Examples of security measures for organisations:

Both commercial and government organisations need to stay vigilant, not only with their technical and privacy measures but also in all customer interactions where identity misuse could occur. The previously mentioned risk scenario highlights growing capabilities of fraudsters in employing deceptive tactics and forms of social engineering, making it essential to:

• assess and test security processes and protocols related to social engineering and deceptive tactics;
• implement appropriate controls and measures for identification and authentication; 
• ensure all employees in consumer-facing roles, are thoroughly educated on the risks of identity theft and fraud; and
• monitor and enforce strict compliance with privacy and security protocols at every stage.

The risks posed by data breaches involving sensitive personal data and personal identifiers cannot be overstated. Both individuals and organisations should remain proactive in safeguarding personal information, staying alert to evolving threats, and adopting privacy and security best practices across their business processes.
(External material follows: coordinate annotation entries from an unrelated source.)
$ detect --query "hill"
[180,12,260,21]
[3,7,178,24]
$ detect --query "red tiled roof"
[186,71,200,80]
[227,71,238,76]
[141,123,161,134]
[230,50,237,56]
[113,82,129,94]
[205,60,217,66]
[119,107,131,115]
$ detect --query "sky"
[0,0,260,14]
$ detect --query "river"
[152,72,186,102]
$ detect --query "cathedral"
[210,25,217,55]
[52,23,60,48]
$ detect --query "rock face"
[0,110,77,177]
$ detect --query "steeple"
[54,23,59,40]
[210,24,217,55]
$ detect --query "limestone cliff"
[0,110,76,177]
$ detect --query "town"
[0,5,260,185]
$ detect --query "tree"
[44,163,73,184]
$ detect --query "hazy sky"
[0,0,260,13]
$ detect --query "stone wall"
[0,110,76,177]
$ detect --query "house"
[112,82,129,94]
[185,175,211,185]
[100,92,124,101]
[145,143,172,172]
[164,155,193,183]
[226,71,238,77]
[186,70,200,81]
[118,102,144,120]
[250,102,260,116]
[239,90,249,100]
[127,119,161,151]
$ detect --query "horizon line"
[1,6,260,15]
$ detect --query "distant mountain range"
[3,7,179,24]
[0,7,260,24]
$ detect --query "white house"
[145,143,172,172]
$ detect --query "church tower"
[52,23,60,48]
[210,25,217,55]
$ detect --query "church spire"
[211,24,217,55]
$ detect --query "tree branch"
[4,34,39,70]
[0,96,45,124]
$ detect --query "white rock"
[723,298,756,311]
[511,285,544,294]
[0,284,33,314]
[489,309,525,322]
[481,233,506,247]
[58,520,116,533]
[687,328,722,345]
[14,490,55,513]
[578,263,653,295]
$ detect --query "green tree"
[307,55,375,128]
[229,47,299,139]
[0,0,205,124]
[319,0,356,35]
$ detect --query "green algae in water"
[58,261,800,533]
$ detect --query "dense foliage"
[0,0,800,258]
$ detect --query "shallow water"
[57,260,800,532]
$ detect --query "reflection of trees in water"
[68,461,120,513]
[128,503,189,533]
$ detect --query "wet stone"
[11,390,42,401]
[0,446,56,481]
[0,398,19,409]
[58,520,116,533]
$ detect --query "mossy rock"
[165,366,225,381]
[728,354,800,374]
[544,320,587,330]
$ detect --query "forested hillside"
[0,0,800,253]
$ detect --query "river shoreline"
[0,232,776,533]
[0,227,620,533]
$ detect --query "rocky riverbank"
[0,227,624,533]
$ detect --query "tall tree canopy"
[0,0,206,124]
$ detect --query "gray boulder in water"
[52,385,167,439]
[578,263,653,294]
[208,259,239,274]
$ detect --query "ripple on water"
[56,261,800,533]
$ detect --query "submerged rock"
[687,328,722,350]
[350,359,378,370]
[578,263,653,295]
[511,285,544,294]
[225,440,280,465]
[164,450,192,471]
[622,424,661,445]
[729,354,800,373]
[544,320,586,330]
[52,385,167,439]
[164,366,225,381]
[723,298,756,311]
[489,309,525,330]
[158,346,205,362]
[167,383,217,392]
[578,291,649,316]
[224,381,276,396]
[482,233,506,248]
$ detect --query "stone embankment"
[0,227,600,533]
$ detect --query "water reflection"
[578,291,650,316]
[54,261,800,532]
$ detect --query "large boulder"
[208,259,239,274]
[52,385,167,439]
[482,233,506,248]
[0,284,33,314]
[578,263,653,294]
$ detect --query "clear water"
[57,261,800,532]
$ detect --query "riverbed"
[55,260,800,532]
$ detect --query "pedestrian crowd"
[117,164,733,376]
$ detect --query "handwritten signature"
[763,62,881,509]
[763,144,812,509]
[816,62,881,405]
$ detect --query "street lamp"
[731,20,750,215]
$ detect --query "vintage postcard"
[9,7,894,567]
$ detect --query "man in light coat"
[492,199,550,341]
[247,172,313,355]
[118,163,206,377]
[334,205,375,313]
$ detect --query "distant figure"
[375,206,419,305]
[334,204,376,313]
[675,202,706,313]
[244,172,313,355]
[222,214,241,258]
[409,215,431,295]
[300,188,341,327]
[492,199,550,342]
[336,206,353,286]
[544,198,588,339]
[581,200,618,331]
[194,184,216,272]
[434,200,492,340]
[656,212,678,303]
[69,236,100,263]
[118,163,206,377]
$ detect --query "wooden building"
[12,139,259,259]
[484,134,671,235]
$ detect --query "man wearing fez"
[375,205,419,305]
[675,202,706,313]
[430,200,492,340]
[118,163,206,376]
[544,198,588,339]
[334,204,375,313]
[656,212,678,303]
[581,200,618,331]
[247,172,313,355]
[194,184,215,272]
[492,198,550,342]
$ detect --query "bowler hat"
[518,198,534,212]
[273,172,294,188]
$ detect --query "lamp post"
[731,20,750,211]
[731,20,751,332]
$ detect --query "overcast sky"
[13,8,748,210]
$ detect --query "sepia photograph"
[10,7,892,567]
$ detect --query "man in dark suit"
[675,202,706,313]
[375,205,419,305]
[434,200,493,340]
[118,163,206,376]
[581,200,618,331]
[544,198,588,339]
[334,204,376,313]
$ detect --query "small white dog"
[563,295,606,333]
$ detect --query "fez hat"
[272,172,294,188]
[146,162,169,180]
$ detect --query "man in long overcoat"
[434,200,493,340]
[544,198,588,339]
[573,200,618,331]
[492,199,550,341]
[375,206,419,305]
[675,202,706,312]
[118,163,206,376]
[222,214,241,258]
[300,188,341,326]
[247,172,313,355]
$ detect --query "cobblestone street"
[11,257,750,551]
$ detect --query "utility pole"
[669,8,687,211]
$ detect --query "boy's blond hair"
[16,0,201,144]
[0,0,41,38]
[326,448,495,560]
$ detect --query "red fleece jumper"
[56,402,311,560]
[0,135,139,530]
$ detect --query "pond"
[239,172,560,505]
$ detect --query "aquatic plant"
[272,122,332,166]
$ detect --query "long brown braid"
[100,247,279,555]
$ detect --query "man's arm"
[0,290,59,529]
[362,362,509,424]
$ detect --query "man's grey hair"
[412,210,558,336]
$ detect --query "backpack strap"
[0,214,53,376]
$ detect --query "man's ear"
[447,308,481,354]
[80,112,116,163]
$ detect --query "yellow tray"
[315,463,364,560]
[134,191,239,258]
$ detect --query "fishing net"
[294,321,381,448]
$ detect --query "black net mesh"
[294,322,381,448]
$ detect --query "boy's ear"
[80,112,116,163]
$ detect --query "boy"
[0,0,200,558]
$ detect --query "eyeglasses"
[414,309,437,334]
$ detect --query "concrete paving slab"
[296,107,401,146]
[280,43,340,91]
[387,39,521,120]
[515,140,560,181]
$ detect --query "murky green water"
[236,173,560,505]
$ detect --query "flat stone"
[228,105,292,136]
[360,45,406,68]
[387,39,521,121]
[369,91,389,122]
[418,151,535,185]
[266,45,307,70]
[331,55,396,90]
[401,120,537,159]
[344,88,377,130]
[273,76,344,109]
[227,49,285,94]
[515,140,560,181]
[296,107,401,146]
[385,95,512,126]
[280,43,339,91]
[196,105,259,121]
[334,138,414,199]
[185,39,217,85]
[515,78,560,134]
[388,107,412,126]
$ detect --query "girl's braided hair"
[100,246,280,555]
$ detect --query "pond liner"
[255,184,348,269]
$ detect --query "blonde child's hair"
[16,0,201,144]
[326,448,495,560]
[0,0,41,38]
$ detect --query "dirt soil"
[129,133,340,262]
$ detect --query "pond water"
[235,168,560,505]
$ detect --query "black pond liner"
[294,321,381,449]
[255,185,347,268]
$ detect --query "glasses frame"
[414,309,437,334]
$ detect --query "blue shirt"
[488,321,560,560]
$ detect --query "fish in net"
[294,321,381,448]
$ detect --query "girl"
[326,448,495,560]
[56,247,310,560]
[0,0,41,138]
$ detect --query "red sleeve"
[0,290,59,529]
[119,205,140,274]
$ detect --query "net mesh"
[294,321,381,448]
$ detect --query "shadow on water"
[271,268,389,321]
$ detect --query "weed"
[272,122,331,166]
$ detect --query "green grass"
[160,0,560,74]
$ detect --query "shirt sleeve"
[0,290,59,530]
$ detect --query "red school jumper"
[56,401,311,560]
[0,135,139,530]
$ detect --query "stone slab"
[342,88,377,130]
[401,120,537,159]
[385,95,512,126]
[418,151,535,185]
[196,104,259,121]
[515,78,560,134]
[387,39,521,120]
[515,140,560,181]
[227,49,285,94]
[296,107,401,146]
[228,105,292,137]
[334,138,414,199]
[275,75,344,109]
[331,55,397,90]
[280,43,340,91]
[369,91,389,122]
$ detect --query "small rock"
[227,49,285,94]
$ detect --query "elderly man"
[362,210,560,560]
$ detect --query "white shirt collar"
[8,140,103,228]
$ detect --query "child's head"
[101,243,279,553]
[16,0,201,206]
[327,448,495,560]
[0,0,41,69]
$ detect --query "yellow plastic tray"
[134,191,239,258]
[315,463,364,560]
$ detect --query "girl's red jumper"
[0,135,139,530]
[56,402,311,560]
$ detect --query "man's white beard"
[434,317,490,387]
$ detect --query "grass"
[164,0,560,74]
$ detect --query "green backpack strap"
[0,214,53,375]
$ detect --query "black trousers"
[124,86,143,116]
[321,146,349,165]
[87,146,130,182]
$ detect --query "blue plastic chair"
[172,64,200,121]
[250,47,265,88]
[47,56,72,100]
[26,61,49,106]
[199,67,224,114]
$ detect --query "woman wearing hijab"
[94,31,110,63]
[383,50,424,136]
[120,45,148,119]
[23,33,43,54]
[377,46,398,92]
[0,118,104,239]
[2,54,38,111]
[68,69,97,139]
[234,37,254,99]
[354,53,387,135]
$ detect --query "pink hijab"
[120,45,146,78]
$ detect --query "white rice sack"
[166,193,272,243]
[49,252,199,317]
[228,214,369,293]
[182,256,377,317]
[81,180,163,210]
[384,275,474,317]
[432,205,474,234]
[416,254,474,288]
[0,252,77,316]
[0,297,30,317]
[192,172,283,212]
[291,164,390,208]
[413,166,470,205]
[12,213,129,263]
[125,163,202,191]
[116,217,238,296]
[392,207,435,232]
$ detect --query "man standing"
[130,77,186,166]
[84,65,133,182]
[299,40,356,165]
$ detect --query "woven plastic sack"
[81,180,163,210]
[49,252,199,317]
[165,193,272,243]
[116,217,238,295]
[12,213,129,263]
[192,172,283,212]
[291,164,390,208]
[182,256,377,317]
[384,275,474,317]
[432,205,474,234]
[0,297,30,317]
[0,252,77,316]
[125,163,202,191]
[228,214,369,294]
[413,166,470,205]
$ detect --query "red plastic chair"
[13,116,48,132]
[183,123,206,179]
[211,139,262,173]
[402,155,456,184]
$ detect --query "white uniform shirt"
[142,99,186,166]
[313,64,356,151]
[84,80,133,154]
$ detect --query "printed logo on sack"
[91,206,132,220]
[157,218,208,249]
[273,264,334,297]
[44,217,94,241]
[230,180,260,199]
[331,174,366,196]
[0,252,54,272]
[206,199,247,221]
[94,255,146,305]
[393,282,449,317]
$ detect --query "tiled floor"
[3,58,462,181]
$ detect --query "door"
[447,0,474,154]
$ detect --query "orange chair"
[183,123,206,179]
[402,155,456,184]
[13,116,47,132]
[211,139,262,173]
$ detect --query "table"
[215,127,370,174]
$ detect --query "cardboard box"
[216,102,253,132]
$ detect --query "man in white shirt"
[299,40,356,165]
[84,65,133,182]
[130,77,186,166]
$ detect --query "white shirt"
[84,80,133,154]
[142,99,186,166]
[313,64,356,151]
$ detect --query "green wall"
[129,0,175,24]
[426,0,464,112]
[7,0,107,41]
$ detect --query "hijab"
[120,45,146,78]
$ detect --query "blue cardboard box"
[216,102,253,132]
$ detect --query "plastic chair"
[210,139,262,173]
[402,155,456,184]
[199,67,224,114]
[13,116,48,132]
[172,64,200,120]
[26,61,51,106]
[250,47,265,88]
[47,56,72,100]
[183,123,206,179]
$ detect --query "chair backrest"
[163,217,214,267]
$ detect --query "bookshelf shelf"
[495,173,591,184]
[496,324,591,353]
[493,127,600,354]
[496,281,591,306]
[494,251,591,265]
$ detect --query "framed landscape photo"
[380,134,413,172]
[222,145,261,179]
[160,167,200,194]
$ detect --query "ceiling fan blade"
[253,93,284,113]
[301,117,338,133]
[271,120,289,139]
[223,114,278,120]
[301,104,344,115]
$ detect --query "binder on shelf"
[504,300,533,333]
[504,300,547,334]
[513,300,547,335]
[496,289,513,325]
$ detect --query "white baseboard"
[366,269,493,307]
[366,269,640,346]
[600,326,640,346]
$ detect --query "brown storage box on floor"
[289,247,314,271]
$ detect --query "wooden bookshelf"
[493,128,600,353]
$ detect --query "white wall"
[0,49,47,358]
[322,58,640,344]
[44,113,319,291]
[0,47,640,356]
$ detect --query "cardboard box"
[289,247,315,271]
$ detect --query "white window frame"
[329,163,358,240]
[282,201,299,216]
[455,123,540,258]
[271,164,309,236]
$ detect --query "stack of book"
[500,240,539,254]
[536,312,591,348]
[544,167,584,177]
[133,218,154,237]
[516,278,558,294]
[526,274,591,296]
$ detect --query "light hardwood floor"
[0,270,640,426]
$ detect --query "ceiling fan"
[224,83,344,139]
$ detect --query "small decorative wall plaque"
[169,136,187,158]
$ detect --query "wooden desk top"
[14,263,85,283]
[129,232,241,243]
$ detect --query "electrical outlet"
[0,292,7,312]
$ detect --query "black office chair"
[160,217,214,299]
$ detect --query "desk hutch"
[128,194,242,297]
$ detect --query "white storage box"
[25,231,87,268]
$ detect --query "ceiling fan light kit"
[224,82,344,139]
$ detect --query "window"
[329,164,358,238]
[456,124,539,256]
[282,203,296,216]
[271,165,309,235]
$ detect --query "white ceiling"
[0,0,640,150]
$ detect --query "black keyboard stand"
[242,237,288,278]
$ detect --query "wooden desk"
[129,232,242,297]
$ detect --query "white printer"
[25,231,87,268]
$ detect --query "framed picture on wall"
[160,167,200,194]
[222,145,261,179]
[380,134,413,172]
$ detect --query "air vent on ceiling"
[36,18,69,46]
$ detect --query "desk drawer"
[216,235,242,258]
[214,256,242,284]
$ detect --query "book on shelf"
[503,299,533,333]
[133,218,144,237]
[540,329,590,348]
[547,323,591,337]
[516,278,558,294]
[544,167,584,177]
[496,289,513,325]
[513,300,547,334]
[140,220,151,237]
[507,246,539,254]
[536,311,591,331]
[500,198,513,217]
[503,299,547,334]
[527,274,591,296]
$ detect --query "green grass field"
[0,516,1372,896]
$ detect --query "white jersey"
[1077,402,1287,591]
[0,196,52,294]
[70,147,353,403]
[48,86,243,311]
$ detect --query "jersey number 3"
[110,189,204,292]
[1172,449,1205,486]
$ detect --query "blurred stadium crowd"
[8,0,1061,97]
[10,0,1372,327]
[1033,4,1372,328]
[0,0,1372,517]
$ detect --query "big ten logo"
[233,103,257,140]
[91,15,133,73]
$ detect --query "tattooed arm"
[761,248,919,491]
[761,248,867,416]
And when we look beyond social engineering, we also see threats intensifying on a much wider scale: data theft for financial gain, industrial espionage to capture proprietary knowledge and intellectual property for new products and services, and intelligence gathering to support (military) operations. The growing use of AI across these attack vectors amplifies the risk and requires sophisticated security controls to safeguard organisations, their customers and suppliers, and society at large.

By creating awareness of the evolving threats and potential risks and impacts both on an individual level and on a broader scale, we can start to collectively reduce the likelihood of adverse outcomes, such as identity theft and fraud, protecting ourselves and our communities in an increasingly digital world.